Être à un endroit, c’est aussi ne pas être ailleurs. Généralement, quand on y pense, c’est soit pour le déplorer, soit pour s’en féliciter. On pense à un lieu de vacances ou à un concert qui a lieu dans une ville éloignée, et on se dit « Zut! J’aimerais bien y être ». Ou alors, on pense à un lieu ravagé par la guerre ou par un ouragan, et on se dit « Ouf! Je ne voudrais pas y être ».
Il m’arrive régulièrement de penser à un lieu où je ne suis pas sans même que ce soit pour l’une ou l’autre de ces deux raisons. Si par exemple je pense à une rue de Sydney, que j’ai du mal à m’imaginer parce que je n’y ai jamais mis les pieds, au moment précis où j’y pense, je n’ai ni envie d’y être, ni envie de ne pas y être. Ce lieu est pour ainsi dire neutre. Par contre, y penser me permet de réaliser que je n’y suis pas, que j’y suis absent.
Personne ne se formalise que je n’y sois pas. Ni les personnes qui y sont, ni celles qui comme moi en sont absentes. Personne d’ailleurs ne se demande si j’y suis ou pas. Mais moi, à ce moment précis où je pense à Sydney, je sais que j’en suis absent et que la raison pour laquelle j’en suis absent, c’est que je suis ailleurs. Ailleurs, c’est-à-dire… ici.

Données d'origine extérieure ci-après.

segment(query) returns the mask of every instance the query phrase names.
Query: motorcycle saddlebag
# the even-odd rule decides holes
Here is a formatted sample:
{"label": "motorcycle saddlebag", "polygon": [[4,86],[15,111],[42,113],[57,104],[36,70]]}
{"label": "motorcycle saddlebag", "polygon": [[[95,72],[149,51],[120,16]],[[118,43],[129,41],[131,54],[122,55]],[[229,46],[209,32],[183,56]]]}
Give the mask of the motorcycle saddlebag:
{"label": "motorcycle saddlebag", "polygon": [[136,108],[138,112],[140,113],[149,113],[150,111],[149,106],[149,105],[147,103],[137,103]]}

Chaque fois que je suis « ici », c’est-à-dire tout le temps, il y a une multitude d’endroits où je ne suis pas. Tous les autres endroits sont ailleurs. De là, je réalise que je suis finalement beaucoup plus absent que présent, sur cette planète. Je regarde mes mains, puis mes pieds, je regarde à gauche, puis à droite, et je sens clairement que je suis ici. Ensuite, je ferme les yeux et je sens très bien que non seulement je ne suis pas à Sydney, mais je ne suis nulle part sauf ici. À l’exception de l’endroit où je me trouve, je suis partout absent.
Vu l’immensité du monde, vu le nombre d’endroits qui me semblent hostiles, que ce soit pour des raisons climatiques ou autres, vu la densité de sa population, humaine et animale, vu sa complexité, aussi, le fait d’être plus absent que présent est un réel bonheur, car cette absence me plonge dans une réelle intimité. Même si je marche sur le trottoir bondé d’une rue du centre-ville, je déguste le fait d’être isolé du reste du monde, d’en être absent pour n’être qu’« ici ». Ma présence devient d’abord et avant tout l’absence et ma foi j’en suis profondément soulagé. J’aurais envie d’installer des haut-parleurs partout dans le monde pour pouvoir y crier ma joie de ne pas être là, d’être absent, d’être ailleurs et à un seul endroit. Il me semble que je serais encore plus conscient de ne pas y être, et plus conscient d’être… ici.